Location
- Country: Philippines
- Region: Central Luzon; Calabarzon;
- Province: Aurora; Quezon;
- City/municipality: Dingalan; General Nakar;

Physical characteristics
- Mouth: Philippine Sea
- • coordinates: 15°13′02″N 121°25′09″E﻿ / ﻿15.2172°N 121.4192°E
- Length: 80.6 km (50.1 mi)
- Basin size: 610 square kilometres (240 sq mi)

= Umiray River =

River in Luzon, Philippines

The Umiray River is a river that separates the Aurora and Quezon provinces. It is bounded by the towns of Dingalan in Aurora and General Nakar in Quezon, it is ironically bounded by 2 barangays of the same name of each town, also Umiray.

It is used as a means of transport by the illegal loggers. From the mountains, the illegal loggers float the troso (lumber) and float them downstream up to the ocean. During the late 20th century (and continuing up to the present), it has been the site of several clashes between the army and the communist group, the New People's Army.
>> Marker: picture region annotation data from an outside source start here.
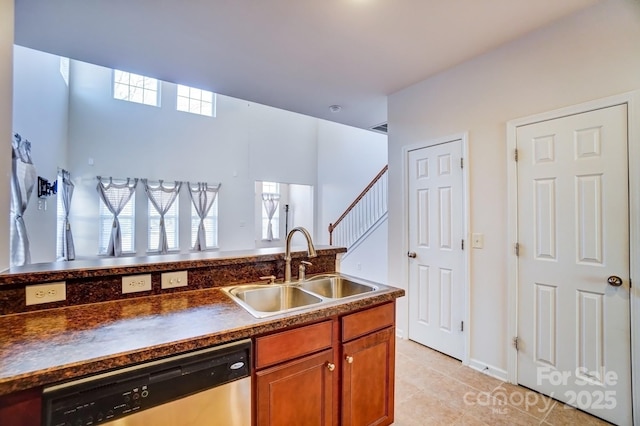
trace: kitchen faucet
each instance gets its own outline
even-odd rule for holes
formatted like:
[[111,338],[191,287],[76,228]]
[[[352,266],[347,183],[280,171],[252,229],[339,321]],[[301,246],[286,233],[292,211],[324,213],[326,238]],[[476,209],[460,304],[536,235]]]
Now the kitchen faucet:
[[316,253],[316,248],[313,246],[313,241],[311,241],[311,235],[309,235],[309,231],[307,231],[302,226],[298,226],[293,228],[287,234],[287,245],[284,253],[284,282],[291,282],[291,237],[296,231],[300,231],[302,235],[307,239],[307,257],[316,257],[318,254]]

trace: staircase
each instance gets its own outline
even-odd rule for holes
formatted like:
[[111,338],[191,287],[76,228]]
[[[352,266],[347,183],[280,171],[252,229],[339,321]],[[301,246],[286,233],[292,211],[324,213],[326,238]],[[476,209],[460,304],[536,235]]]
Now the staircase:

In 1995, the government has made a project called Umiray–Angat Transbasin Project (UATP) to link the Pacific Ocean with Angat River in Bulacan's mountains through a tunnel that will traverse Umiray River then cut through the mountains of Sierra Madre straight to Angat River. In 2013, the Metropolitan Waterworks and Sewerage System signed an agreement with the General Nakar, Quezon local government unit to replace the structures made in 1995 to increase the flow from the Umiray to the Angat.